Rester chez soi le plus longtemps possible, c’est le souhait de la grande majorité des Français vieillissants. Mais trouver un prestataire d’aide à domicile fiable, régulier et abordable relève parfois du parcours du combattant. Dans un secteur sous tension, marqué par des difficultés de recrutement et un financement insuffisant, s’appuyer sur un réseau structuré fait toute la différence.
Un besoin qui ne cesse de croître
Les chiffres parlent d’eux-mêmes. Selon l’INSEE (étude de juin 2026), la France compte déjà 4,3 millions de personnes âgées de 80 ans ou plus, un chiffre qui devrait doubler d’ici 2070. Dans ce contexte, la demande d’aide à domicile explose : fin 2023, plus de 834 000 aides sociales avaient déjà été attribuées à des personnes âgées vivant chez elles, pour un coût net de près de 9 milliards d’euros. Le maintien à domicile coûte par ailleurs 2,8 fois moins cher qu’un placement en établissement spécialisé, ce qui en fait une option prioritaire, autant sur le plan humain que financier.
Pourtant, le secteur traverse une période difficile. Sous-financé et peuplé de prestataires aux profils très inégaux, il peine à garantir continuité et qualité de service. C’est précisément là qu’un réseau professionnel comme Centre Services prend tout son sens : présent depuis 2005, fort de 156 agences réparties sur le territoire, il emploie directement ses intervenants. Le client n’est donc jamais employeur, ce qui simplifie considérablement les démarches administratives.

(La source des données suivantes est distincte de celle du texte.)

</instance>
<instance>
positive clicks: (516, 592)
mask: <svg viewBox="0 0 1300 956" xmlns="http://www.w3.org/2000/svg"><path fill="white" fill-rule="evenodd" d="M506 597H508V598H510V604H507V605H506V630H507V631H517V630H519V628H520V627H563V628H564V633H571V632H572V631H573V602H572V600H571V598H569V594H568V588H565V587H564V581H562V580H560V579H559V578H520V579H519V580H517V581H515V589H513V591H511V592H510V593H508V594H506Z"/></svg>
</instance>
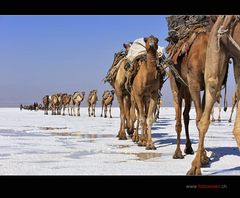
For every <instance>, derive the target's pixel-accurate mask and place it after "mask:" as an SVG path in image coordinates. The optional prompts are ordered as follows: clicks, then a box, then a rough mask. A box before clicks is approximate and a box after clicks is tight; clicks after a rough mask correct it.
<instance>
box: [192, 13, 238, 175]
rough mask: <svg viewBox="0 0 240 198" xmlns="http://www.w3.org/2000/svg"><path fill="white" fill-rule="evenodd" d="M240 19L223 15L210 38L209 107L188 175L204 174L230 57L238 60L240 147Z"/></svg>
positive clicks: (208, 96)
mask: <svg viewBox="0 0 240 198" xmlns="http://www.w3.org/2000/svg"><path fill="white" fill-rule="evenodd" d="M239 35H240V22H239V16H233V15H227V16H219V17H218V18H217V21H216V22H215V24H214V26H213V28H212V30H211V32H210V35H209V41H208V47H207V52H206V63H205V75H204V80H205V86H206V87H205V91H206V106H205V108H204V112H203V114H202V117H201V120H200V122H199V124H198V130H199V144H198V150H197V154H196V156H195V158H194V160H193V162H192V166H191V169H190V170H189V171H188V172H187V174H188V175H201V165H203V164H204V162H205V161H206V159H207V156H206V152H205V150H204V138H205V135H206V132H207V130H208V127H209V124H210V114H211V111H212V107H213V105H214V102H215V100H216V95H217V91H218V90H220V88H221V85H222V82H223V80H224V78H225V75H226V72H227V68H228V62H229V59H230V58H232V59H233V61H234V64H233V65H234V76H235V81H236V84H237V88H236V90H237V106H238V110H237V113H236V120H235V124H234V129H233V134H234V136H235V138H236V141H237V145H238V147H239V148H240V107H239V105H240V103H239V98H240V67H239V65H240V47H239V45H240V36H239Z"/></svg>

Des services adaptés à chaque situation
L’une des forces d’un réseau structuré, c’est la polyvalence. Ménage, repassage, nettoyage des vitres, jardinage, bricolage, garde d’enfants, aide à domicile : la gamme de prestations couvre des besoins très variés, qu’il s’agisse d’un coup de main ponctuel ou d’un accompagnement régulier. Cette diversité est particulièrement précieuse pour les seniors dont les besoins évoluent avec le temps et ne se limitent pas à une seule tâche. Passer par un réseau, c’est aussi bénéficier d’une certaine continuité : si l’intervenant habituel est absent, une solution de remplacement peut être trouvée rapidement, sans que le bénéficiaire ait à chercher lui-même une alternative.
Le crédit d’impôt, un levier à ne pas négliger
Le coût reste souvent la première inquiétude. Bonne nouvelle : le recours à un prestataire agréé ouvre droit à un crédit d’impôt de 50 % des dépenses engagées. Depuis 2022, l’avance immédiate de crédit d’impôt (via le dispositif CESU+) permet de ne régler que la moitié de la facture dès le premier service rendu, l’Urssaf avançant le reste directement au prestataire. Concrètement, un couple ayant dépensé 18 000 euros pour une auxiliaire de vie en 2025 peut ainsi récupérer jusqu’à 7 500 euros. Les plafonds varient selon la composition du foyer et la situation de dépendance : mieux vaut se renseigner directement auprès du prestataire ou du service des impôts pour connaître les conditions applicables à sa situation.
Vieillir chez soi n’est pas une question de chance, mais d’organisation. Avec les bons interlocuteurs et les bons dispositifs, il est tout à fait possible de garder son autonomie sans s’épuiser à tout gérer seul.